À tous ceux qui m’ont aidé tout au long de mon travail

de préparation :

 

- Ma fille Nathalie qui s’est particulièrement investie

en étant présente sur Auray.

 

- Madame Odile Le Fur pour qui Auray n’a pas de secret.

 

- Le lieutenant Laurent Chapparo, commandant la Brigade Territoriale Autonome de Gendarmerie d’Auray,

pour ses informations et nos sympathiques échanges.

 

- L’office de Tourisme d’Auray Communauté ainsi que celui

de Locmariaquer pour leur accueil et leur documentation.

 

- Sans oublier mes deux conseillers techniques habituels, le commandant de police François Lange et le commandant de police honoraire de la police judiciaire Pascal Vacher.

 

- Et toutes les personnes qui ont, à divers titres, apporté leur contribution à ce texte et qui se reconnaîtront…

 

 

 

 

 

 

 

 

 

 

 

 

 

 

« Le diable, c’est l’ami

qui ne reste jamais jusqu’au bout. »

 

Monsieur Ouine.

Georges Bernanos.

 

 

 

 

« Nous ne pensons qu’à l’argent.

Celui qui en a pense au sien,

celui qui n’en a pas pense à celui des autres. »

 

Jusqu’à nouvel ordre.

Sacha Guitry.

 

Chapitre 1

Dimanche 13 avril…

Le Capitaine François Le Duigou et le lieutenant Phil Bozzi se remémoraient souvent la dernière importante affaire pour laquelle ils avaient été mutés provisoirement du côté de Pornichet et de La Baule. Celle-ci leur en avait fait voir de toutes les couleurs et ce malgré le charme des lieux et la période idyllique à laquelle elle se déroulait.

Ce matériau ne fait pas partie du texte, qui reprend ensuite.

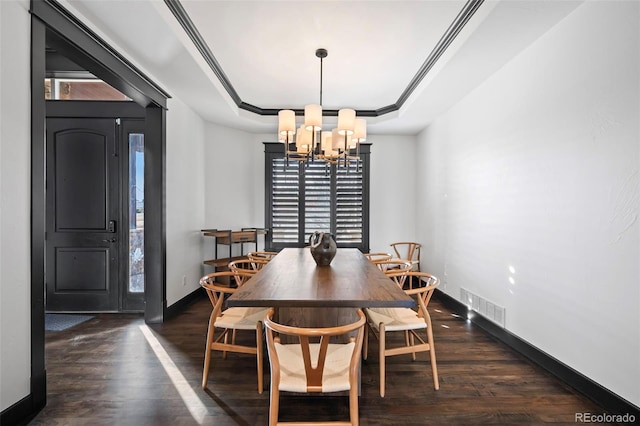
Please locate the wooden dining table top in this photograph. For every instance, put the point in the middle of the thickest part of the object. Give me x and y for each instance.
(292, 279)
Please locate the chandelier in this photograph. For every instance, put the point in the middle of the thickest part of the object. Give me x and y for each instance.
(309, 142)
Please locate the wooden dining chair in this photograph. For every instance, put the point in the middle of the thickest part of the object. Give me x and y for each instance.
(261, 255)
(224, 323)
(382, 321)
(314, 364)
(245, 268)
(409, 251)
(393, 268)
(378, 257)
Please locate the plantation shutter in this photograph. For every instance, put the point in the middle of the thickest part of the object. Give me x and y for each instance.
(303, 197)
(349, 207)
(285, 201)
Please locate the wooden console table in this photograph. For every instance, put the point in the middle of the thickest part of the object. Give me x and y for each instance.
(229, 238)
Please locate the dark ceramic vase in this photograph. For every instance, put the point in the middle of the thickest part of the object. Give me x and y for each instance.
(323, 248)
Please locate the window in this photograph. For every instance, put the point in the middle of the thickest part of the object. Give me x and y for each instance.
(316, 196)
(63, 89)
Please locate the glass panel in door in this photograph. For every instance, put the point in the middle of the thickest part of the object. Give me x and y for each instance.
(136, 213)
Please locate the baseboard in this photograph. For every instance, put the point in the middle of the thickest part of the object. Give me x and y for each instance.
(182, 304)
(611, 402)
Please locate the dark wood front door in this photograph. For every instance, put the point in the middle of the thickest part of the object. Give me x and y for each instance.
(83, 211)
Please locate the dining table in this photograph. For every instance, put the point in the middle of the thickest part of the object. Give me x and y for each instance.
(307, 295)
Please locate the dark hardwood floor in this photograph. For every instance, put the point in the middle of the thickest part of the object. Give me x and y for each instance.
(115, 370)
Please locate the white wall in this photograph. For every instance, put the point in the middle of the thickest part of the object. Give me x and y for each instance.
(530, 189)
(394, 171)
(185, 181)
(15, 200)
(233, 183)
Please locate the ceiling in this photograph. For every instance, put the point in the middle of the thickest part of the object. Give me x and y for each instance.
(402, 63)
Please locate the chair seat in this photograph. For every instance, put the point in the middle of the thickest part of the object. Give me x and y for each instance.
(395, 319)
(241, 318)
(335, 376)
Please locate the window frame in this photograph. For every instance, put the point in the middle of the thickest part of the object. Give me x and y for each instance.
(275, 150)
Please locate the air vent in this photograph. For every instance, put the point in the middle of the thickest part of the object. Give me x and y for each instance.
(482, 306)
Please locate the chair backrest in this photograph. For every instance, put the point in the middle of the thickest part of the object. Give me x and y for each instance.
(261, 255)
(244, 269)
(427, 284)
(396, 269)
(314, 368)
(378, 257)
(407, 250)
(217, 286)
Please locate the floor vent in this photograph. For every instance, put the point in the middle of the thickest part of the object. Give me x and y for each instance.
(487, 309)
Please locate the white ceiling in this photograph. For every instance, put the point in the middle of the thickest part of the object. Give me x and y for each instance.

Depuis, ils avaient réintégré avec bonheur leur bureau de Quimper et, de ce fait, une certaine vie casanière en famille, ce qui n’était pas pour leur déplaire, particulièrement en ce moment où le temps offrait de vraies journées estivales.

De longs mois venaient de s’écouler sans dossier vraiment exceptionnel. La banalité du quotidien l’emportait, sans qu’ils manquent pour autant de travail, bien au contraire, car entre le 23 décembre et la fin février, les fortes pluies, le vent et de violentes grandes marées avaient mis la Bretagne tout entière sur les dents, épuisant complètement bon nombre de ses habitants.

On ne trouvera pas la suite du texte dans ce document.